Sunday, October 24, 2010

"Waiting for 'Superman'" is Mostly Right

The talk of education world these days in the documentary "Waiting for 'Superman.'" It shows the terrible state of the worst public schools, and some of the successful alternatives that prove that things could be better. The KIPP academies and the Harlem Children's Zone schools produce tremendous improvements in terrible neighborhoods. They succeeded where the local "dropout factories" failed.

Filmmaker Davis Guggenheim has made a powerful ideological indictment of intransigent mediocrity, especially in urban poor schools. His overall conclusion is that good teachers are the heart of good schools. This is mostly right. However, what his account of the KIPP and Harlem Children's Zone schools shows is that the culture of the whole school is vitally important - more important, on the whole, even than the quality of individual teachers.

You need both, of course. However, really great teachers - really great anything - will always be in short supply. A school can succeed with a few really great teachers, and the rest decent teachers willing to work hard - as long as it ruthlessly weeds out the few bad teachers. This creates a climate of achievement that can lift everyone's game, and improve learning for children.


Aric Clark said...

Here is some strong and I think important criticism of "Waiting for Superman".

In essence, charter schools are not what they are cracked up to be, and the democratic, open to everyone public school is a vital institution.

Whit said...

It seems to me that there are a few keys to good education in no special order:
1. You need an orderly, respectful learning environment so students can concentrate on their studies (stricter discipline, uniforms or dress codes, less chaotic teaching methods, etc. can help);
2. You need good committed teachers and a way to weed out the bad ones.
3. You need students who are motivated to learn, and believe that they can get ahead if they do (In middle class neighborhoods, families and friends supply this culture, but in the worst neighborhoods, the schools need to supply this by, for example, bringing in successful members of the community to speak to the kids on a regular basis. They also need to change the narrative from "racism and/or poverty keeps you down" to "you can be successful if you do the right things". Yes, the "true" narrative is somewhere in between, but accepting the former leads to failure while accepting the latter gives a better chance of success - which is the point!);
4. Concentrate on teaching reading, math, science, etc. and other skills needed in the workplace, and less on political and cultural indoctrination;
5. Show that society cares about these kids by, for example, improving the facilities, having leaders visit and so on.
6. Reintroduce "tracking" so that good students will not be held back or made subject to bad influences, and each group can get the kind of instruction best suited to that group.

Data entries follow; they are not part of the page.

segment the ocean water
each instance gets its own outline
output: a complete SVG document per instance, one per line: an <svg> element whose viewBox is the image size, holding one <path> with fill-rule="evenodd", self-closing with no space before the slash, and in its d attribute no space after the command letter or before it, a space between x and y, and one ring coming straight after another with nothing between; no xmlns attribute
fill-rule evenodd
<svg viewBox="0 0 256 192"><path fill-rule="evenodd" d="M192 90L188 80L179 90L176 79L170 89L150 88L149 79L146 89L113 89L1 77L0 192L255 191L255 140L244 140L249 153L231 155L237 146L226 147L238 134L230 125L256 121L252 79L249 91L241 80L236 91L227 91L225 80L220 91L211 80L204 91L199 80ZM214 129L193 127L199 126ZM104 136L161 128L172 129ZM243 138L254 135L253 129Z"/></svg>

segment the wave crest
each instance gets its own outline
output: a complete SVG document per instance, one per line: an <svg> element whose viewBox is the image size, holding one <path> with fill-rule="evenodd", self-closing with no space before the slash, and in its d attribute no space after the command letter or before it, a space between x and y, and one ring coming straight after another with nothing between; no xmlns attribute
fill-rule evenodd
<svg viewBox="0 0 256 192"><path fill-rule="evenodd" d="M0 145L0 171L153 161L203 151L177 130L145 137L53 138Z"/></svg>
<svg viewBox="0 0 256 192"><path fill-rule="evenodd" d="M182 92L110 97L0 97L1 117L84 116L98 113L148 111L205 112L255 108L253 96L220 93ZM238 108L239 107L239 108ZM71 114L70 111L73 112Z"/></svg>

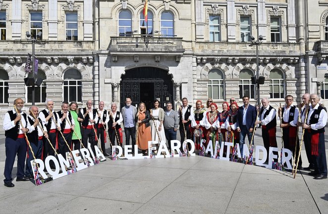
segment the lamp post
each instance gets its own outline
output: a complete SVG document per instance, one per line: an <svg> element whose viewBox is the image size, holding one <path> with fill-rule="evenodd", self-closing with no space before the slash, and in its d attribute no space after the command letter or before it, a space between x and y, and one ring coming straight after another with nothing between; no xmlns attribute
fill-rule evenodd
<svg viewBox="0 0 328 214"><path fill-rule="evenodd" d="M31 37L31 34L29 31L26 31L26 37L27 37L27 41L32 42L32 72L33 74L33 83L34 83L32 86L32 105L34 106L35 105L35 74L34 73L35 43L39 42L41 36L42 36L42 32L41 31L39 31L39 33L38 33L38 34L37 35L36 39L33 37Z"/></svg>
<svg viewBox="0 0 328 214"><path fill-rule="evenodd" d="M257 104L260 106L260 84L264 83L264 77L260 77L260 72L259 68L259 46L262 44L262 40L263 40L263 36L262 35L259 36L259 38L257 41L255 41L255 38L252 35L250 36L251 40L252 40L252 44L249 45L250 47L253 46L256 46L256 81L255 84L257 85Z"/></svg>

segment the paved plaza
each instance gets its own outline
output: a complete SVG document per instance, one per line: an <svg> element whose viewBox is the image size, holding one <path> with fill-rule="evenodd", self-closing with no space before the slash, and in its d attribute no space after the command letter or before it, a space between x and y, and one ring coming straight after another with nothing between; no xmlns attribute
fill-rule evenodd
<svg viewBox="0 0 328 214"><path fill-rule="evenodd" d="M260 133L255 135L256 145L263 145ZM326 139L327 149L328 136ZM4 151L1 135L2 172ZM302 157L303 166L308 166L304 145ZM290 172L197 156L108 158L37 187L16 182L16 171L15 163L14 187L0 185L1 214L328 213L328 179L315 180L303 170L293 179ZM2 181L3 172L0 177Z"/></svg>

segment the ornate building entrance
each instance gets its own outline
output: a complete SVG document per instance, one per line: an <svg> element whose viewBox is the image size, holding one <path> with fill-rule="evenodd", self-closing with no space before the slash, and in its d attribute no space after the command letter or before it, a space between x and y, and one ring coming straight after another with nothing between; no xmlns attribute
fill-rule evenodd
<svg viewBox="0 0 328 214"><path fill-rule="evenodd" d="M120 83L120 105L125 105L125 98L132 100L136 106L145 103L147 109L153 107L153 102L158 99L164 108L167 102L173 101L173 82L167 71L158 68L143 67L125 71Z"/></svg>

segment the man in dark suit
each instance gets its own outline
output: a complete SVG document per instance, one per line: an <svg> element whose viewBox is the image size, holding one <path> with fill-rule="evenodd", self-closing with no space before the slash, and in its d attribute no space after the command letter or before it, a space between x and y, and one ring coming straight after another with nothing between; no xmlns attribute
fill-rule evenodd
<svg viewBox="0 0 328 214"><path fill-rule="evenodd" d="M243 97L243 103L244 105L239 107L237 113L237 131L240 133L239 147L242 156L246 135L250 144L251 143L257 114L255 107L249 104L249 97L248 96Z"/></svg>

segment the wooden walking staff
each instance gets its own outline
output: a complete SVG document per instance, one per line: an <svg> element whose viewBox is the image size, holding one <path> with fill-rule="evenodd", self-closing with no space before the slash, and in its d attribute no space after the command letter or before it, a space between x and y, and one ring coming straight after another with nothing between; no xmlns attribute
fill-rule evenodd
<svg viewBox="0 0 328 214"><path fill-rule="evenodd" d="M254 144L254 143L253 143L253 140L254 138L254 134L255 134L255 130L256 130L256 121L258 120L257 118L258 118L258 117L259 116L259 113L260 112L260 106L259 106L259 108L257 109L257 110L256 111L257 111L257 113L256 114L256 119L255 119L255 123L254 123L254 128L253 130L253 133L252 134L252 139L251 140L251 142L249 144L249 157L251 157L251 148L252 148L252 145ZM247 162L248 162L248 160L248 160L249 158L249 157L248 157L247 158L247 160L246 160L246 164L247 164Z"/></svg>
<svg viewBox="0 0 328 214"><path fill-rule="evenodd" d="M306 121L308 120L308 115L309 114L309 111L310 111L310 101L309 101L309 103L308 103L307 106L309 107L309 108L306 111L306 114L305 114L305 119L304 119L305 123L306 123ZM306 106L305 107L305 109L304 109L304 110L306 110ZM301 150L302 149L302 145L303 145L303 142L304 140L305 131L305 129L304 128L303 128L303 131L302 132L302 139L301 139L301 145L300 145L300 150L298 152L298 157L297 157L297 161L296 162L296 169L297 169L297 167L298 167L298 161L299 161L300 160L300 156L301 156ZM295 170L295 173L294 173L294 178L295 178L296 177L297 173L297 170Z"/></svg>
<svg viewBox="0 0 328 214"><path fill-rule="evenodd" d="M182 117L182 107L180 106L180 115L181 115L181 118ZM183 131L184 131L184 139L183 139L183 142L184 142L187 138L187 132L186 131L186 127L184 127L184 123L182 122L182 125L183 125ZM188 146L188 143L187 143L187 157L189 157L189 148Z"/></svg>
<svg viewBox="0 0 328 214"><path fill-rule="evenodd" d="M34 119L37 119L37 118L36 118L36 116L34 115L34 114L33 113L33 112L32 112L31 110L30 110L30 112L31 113L32 113L31 114L32 114L32 116L33 117L33 118L34 118ZM39 123L39 127L41 129L41 131L42 131L42 133L43 133L43 135L45 135L45 130L43 129L43 128L42 127L42 126L41 124L40 123L40 122ZM58 153L57 153L57 151L56 151L56 150L54 148L54 146L53 146L53 144L52 144L51 142L50 142L50 140L49 140L49 138L46 138L46 139L48 141L48 142L49 143L49 144L50 144L50 146L51 146L51 148L53 148L53 150L54 150L54 151L55 152L55 154L56 154L56 155L58 156Z"/></svg>
<svg viewBox="0 0 328 214"><path fill-rule="evenodd" d="M114 116L113 116L113 112L112 111L110 111L110 116L111 116L111 118L113 120L113 122L114 122ZM119 145L119 146L122 147L122 145L121 145L121 142L119 140L119 138L118 138L118 135L117 134L117 132L116 130L116 128L114 127L114 130L115 130L115 135L116 136L116 140L117 140L117 144Z"/></svg>
<svg viewBox="0 0 328 214"><path fill-rule="evenodd" d="M298 123L298 121L301 121L301 110L302 108L298 108L298 120L297 120L297 122ZM291 174L294 174L294 173L295 172L295 171L296 171L296 169L295 168L295 166L296 165L295 164L295 163L296 162L295 159L296 159L296 151L297 151L297 142L298 141L298 125L297 125L297 130L296 131L296 142L295 143L295 152L294 153L294 160L293 161L293 169L291 170Z"/></svg>
<svg viewBox="0 0 328 214"><path fill-rule="evenodd" d="M150 111L151 113L153 114L153 110L150 109L149 110ZM162 139L161 139L161 136L160 136L160 134L159 133L159 131L158 130L157 130L157 126L156 126L156 123L154 120L154 117L153 117L153 116L152 116L152 120L153 120L153 122L154 123L154 125L155 126L155 130L156 130L156 133L157 133L157 136L158 137L159 140L160 141L160 145L161 145L161 141L162 141ZM164 158L166 158L165 155L165 152L164 153Z"/></svg>

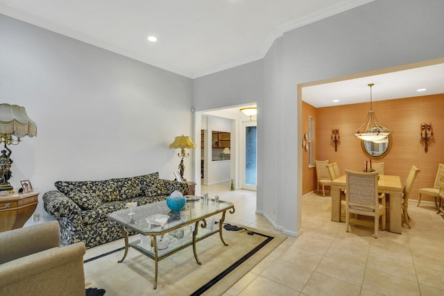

Aric, as to the best form, charter, old style public, private, parochial, etc, any of these could work. But the question is whether the unions in old style public schools will let these reforms be imposed. This is not about pay and benefits (any more than any other public employees anyway) but about "work rules". School choice (vouchers) will not guaranty that a given school will improve. But if the school does not improve, it will ultimately cease to exist while better schools survive. And thus, the quality will improve over time.

And one other problem, the public school establishment, and teachers' unions, see themselves as the creators of the politics and culture of the next generation without regard for what the parents would want for their children. Why not let parents choose for themselves among schools based, in part, on the sort of moral and cultural education they want their children to have?